Leonard Cohen, Kim Harris, TOBi and more: songs you need to hear this week
4 fresh tracks to add to your playlist
Here at CBC Music, we're always on high alert for new songs by Canadian artists.
This week, we're listening to new tracks from Kim Harris, TOBi and DillanPonders featuring IDK, as well as a new posthumous track from Leonard Cohen. Scroll down to find out why you need to listen, too.
What new Canadian tunes are you currently obsessed with? Share them with us on Twitter @CBCMusic.
'Happens to the Heart,' Leonard Cohen
Almost three years after Leonard Cohen's death, the Montreal legend's weighty voice is still permeating music, both in the artists he inspired in his lifetime and now in his first posthumous release. "Happens to the Heart" is the second single from the upcoming album, Thanks for the Dance. Framing Cohen's slow, measured cadence with simple flamenco guitar riffs and sparse piano, the track is built around the songwriter's powerful words like its opening refrain: "I was always working steady/ but I never called it art."
The accompanying video, directed by Daniel Askill, takes inspiration from Cohen's five-year experience as a Buddhist monk. In a statement, Askill said, "This film is a quiet, symbolic narrative that charts the letting go of ego and the trappings of fame." Cohen's son, Adam, helmed the new album, adding in a statement, "In composing and arranging the music for his words, we chose characteristic musical signatures, in this way keeping him with us." On "Happens to the Heart," Cohen is as present as ever. Longtime fans won't be disappointed.
— Melody Lau
'Once You Were Wondrous,' Kim Harris
Kim Harris has always had a knack for vividly connecting us to nature through her lyrics — 2014's "In the Woods" and "The Weight of it All," plus 2019's "Heirloom" come to mind — but there's something much more intentional in the songwriter's new video when she transitions from Halifax's Centennial Pool to the much wilder winds and sands of a Nova Scotia beach. The assertive opening rhythm of her four-bar piano bed drops off before Harris launches into the chorus with a resounding "Wake up!" as she walks to the tide line, soon to be surrounded by friends.
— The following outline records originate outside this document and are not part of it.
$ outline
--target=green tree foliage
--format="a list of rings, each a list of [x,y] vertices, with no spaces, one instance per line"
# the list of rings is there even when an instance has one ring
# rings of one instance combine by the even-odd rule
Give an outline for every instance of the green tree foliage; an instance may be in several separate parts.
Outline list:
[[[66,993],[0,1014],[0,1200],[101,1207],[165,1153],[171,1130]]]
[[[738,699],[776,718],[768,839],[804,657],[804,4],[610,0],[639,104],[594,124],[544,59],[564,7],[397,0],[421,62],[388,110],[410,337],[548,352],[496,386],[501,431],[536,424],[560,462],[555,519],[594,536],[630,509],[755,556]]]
All glitter and florals, waves and rocks, everything connected by a call for self-assertion — it's one hell of a mood board for 2019.
"I wanted to make a video, where I could 'glow without apologizing,' with other women like me, as extensions of myself," explains Harris via email. "I wanted to be swimming, I wanted to be in formations together on a beach, mystic and ethereal. In the planning stages, as I spoke with people about the treatment for this video, the first reaction was always an immediate, 'How brave of you!' All well-meaning, some would follow by interrogating their initial reaction, or try to soften it. It is rare to see big bodies presented as objects of beauty. It is political to put my fat queer body in a gold bathing suit for the public. But does it have to be?
"We live in a world that both hates and fears fat bodies. Living in one as an artist, it's impossible to separate my life from my work. Along with a team of queer filmmakers, I made the video for 'Once You Were Wondrous' as an offering of the beauty and splendour of bodies like mine, in celebration, because I needed to."
— Holly Gordon
'Beige,' TOBi, Harrison
There's a theme emerging in the music of soul/hip-hop artist TOBi: a preoccupation with comparing the past and present, the before and after. "I'm good at movin' on, good at lookin' strong," he asserted on "Growth" from his debut full-length, Still — an instance of what he calls "post-traumatic growth."
Now, on his first collaboration with Harrison, TOBi is at it again, trying to get both the past and present of a relationship to align. "If your heart is where my home at/ baby girl, I'm a nomad cuz you keep on moving ways," he despairs. Beige, an in-between colour, represents this frustrating liminal state, with electric piano and a drowsy beat creating the perfect bed for TOBi's fluently sung verses.
— Robert Rowat
'Jurassic,' DillanPonders feat. IDK
Remember the raptors' ferocity in the 1993 movie Jurassic Park? That's the same energy DillanPonders and IDK bring to their latest track, "Jurassic," as they tear apart the beat like ravenous dinosaurs. Over bouncing bells and banging 808s, DillanPonders' grizzled voice and IDK's raucous flows unite on this dynamic assault of a song. DillanPonders' honesty about addiction, violence and homelessness — and his commitment to his fans — has built a dedicated community around him. It is fitting that he has teamed up with Maryland rapper IDK, whose approach mirrors his own. Together, the two bring that honesty to "Jurassic," questioning their competition and challenging how we perceive ourselves.